CONTEXT: Autoimmune polyendocrine syndrome type 1 (APS1) is a childhood-onset monogenic disorder caused by mutations in the autoimmune regulator (AIRE) gene, including the distinctive R139X in Sardinia. Its rarity and great variability in manifestations/onset ages make early diagnosis difficult. To date, very few longitudinal studies of APS1 patients have been reported. OBJECTIVE: The aim of this study was to describe the features and clinical course of APS1 and correlate them with AIRE and HLA class II genotypes in a large homogeneous cohort of Sardinian patients followed for up to 25 yr. PATIENTS: Twenty-two pediatric APS1 patients were studied prospectively. RESULTS: This Sardinian series (female/male ratio, 1.44; median current age, 30.7 yr; range, 1.8-46 yr) showed early disease onset (age range, 0.3-10 yr; median, 3.5 yr) and severe phenotype (on average, seven manifestations per patient). Besides the classic triad of chronic mucocutaneous candidiasis, hypoparathyroidism, and Addison's disease, autoimmune hepatitis was a serious and surprisingly common/early/presenting feature (27%; two deaths), with a 5:1 female bias (median age, 6 yr; range, 2.5-11 yr). By contrast, type 1 diabetes was rare (one patient), and hypothyroidism was not seen. Additional disease components (several of them potentially life-threatening) appeared in adulthood. The major nonsense mutation, R139X, was found in 93% of the mutant AIRE alleles. High-titer interferon (IFN)-ω and IFN-α autoantibodies were detected in all patients tested, even preclinically at 4 months of age in one sibling. HLA alleles appear to influence the exact phenotype-the most interesting apparent association being between HLA-DRB1*0301-DQB1*0201, liver-kidney microsome autoantibodies (anti-CYP1A2), and autoimmune hepatitis. CONCLUSION: APS1 in Sardinia is characterized by severe phenotype, marked clinical heterogeneity, and relative genetic homogeneity. The single AIRE mutation, R139X, and the anti-IFN-ω and IFN-α autoantibodies are helpful for earlier diagnosis, especially when APS1 presents unusually. HLA genotypes can modify the phenotype.

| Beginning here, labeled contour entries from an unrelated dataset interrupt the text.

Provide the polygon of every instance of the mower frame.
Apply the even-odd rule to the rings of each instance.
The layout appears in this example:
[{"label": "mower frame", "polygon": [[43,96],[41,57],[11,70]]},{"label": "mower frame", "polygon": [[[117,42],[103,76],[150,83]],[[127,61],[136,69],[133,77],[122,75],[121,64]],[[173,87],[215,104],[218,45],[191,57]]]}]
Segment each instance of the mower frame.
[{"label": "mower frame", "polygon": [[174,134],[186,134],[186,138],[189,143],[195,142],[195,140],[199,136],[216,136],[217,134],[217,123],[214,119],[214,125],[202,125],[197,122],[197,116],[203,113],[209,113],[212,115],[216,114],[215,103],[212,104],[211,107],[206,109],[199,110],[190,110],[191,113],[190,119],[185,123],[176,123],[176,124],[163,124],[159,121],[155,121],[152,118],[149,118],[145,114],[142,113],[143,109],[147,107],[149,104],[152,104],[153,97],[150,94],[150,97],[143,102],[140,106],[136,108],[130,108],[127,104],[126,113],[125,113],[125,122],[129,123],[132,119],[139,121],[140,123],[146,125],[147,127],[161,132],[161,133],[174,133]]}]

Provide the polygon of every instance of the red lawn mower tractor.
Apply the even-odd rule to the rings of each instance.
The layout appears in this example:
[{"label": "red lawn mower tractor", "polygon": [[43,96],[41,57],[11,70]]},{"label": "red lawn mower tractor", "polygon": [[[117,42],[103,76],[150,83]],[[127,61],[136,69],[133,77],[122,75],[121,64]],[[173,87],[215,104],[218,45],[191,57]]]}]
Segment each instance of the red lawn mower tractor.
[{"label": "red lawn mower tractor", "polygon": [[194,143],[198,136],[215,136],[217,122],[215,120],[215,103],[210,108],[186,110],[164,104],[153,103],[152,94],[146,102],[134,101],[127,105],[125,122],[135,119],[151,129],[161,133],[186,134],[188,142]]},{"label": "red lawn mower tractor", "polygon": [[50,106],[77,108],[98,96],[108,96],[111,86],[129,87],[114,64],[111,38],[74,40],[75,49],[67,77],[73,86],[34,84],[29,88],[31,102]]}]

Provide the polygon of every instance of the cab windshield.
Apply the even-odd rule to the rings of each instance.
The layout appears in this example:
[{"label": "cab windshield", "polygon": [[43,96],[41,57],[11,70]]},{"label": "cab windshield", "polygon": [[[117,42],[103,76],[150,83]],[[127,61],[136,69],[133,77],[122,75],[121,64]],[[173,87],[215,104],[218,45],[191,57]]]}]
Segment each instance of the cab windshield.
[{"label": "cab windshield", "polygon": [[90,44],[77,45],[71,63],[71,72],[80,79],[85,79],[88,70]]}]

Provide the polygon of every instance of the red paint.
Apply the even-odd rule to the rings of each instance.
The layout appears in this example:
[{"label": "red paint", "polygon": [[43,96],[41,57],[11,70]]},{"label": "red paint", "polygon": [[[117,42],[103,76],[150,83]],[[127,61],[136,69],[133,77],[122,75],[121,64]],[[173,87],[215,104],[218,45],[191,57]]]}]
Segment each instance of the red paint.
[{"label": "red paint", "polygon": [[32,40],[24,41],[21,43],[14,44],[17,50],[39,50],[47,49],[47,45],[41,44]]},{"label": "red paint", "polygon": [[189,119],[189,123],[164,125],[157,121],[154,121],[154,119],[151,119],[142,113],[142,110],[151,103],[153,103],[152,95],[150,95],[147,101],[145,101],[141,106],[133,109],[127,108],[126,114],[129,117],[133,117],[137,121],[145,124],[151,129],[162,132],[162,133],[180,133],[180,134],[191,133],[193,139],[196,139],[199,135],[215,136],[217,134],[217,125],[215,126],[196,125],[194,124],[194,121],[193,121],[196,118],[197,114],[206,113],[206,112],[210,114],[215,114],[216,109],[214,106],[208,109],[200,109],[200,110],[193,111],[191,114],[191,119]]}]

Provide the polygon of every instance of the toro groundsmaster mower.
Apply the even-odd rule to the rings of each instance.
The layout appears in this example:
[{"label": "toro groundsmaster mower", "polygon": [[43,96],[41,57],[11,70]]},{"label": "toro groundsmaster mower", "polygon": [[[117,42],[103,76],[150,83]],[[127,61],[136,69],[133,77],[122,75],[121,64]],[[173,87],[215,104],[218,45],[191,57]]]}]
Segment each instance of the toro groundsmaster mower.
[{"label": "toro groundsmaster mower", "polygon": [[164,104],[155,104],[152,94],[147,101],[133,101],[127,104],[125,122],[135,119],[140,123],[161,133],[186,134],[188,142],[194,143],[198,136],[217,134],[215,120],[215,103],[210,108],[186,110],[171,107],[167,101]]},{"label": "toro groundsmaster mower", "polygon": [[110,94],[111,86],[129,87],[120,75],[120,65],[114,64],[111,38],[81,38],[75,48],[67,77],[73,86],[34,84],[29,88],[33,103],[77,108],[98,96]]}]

Autoantibodies against type I interferons as an additional diagnostic criterion for autoimmune polyendocrine syndrome type I.

CONTEXT: In autoimmune polyendocrinopathy syndrome type I (APS-I), mutations in the autoimmune regulator gene (AIRE) impair thymic self-tolerance induction in developing T cells. The ensuing autoimmunity particularly targets ectodermal and endocrine tissues, but chronic candidiasis usually comes first. We recently reported apparently APS-I-specific high-titer neutralizing autoantibodies against type I interferons in 100% of Finnish and Norwegian patients, mainly with two prevalent AIRE truncations. OBJECTIVES: Because variability in clinical features and age at onset in APS-I frequently results in unusual presentations, we prospectively checked the diagnostic potential of anti-interferon antibodies in additional APS-I panels with other truncations or rare missense mutations and in disease controls with chronic mucocutaneous candidiasis (CMC) but without either common AIRE mutation. DESIGN: The study was designed to detect autoantibodies against interferon-alpha2 and interferon-omega in antiviral neutralization assays. SETTING AND PATIENTS: Patients included 14 British/Irish, 15 Sardinian, and 10 Southern Italian AIRE-mutant patients with APS-I; also 19 other patients with CMC, including four families with cosegregating thyroid autoimmunity. OUTCOME: The diagnostic value of anti-interferon autoantibodies was assessed. RESULTS: We found antibodies against interferon-alpha2 and/or interferon-omega in all 39 APS-I patients vs. zero of 48 unaffected relatives and zero of 19 British/Irish CMC patients. Especially against interferon-omega, titers were nearly always high, regardless of the exact APS-I phenotype/duration or AIRE genotype, including 12 different AIRE length variants or 10 point substitutions overall (n=174 total). Strikingly, in one family with few typical APS-I features, these antibodies cosegregated over three generations with autoimmune hypothyroidism plus a dominant-negative G228W AIRE substitution. CONCLUSIONS: Otherwise restricted to patients with thymoma and/or myasthenia gravis, these precocious persistent antibodies show 98% or higher sensitivity and APS-I specificity and are thus a simpler diagnostic option than detecting AIRE mutations.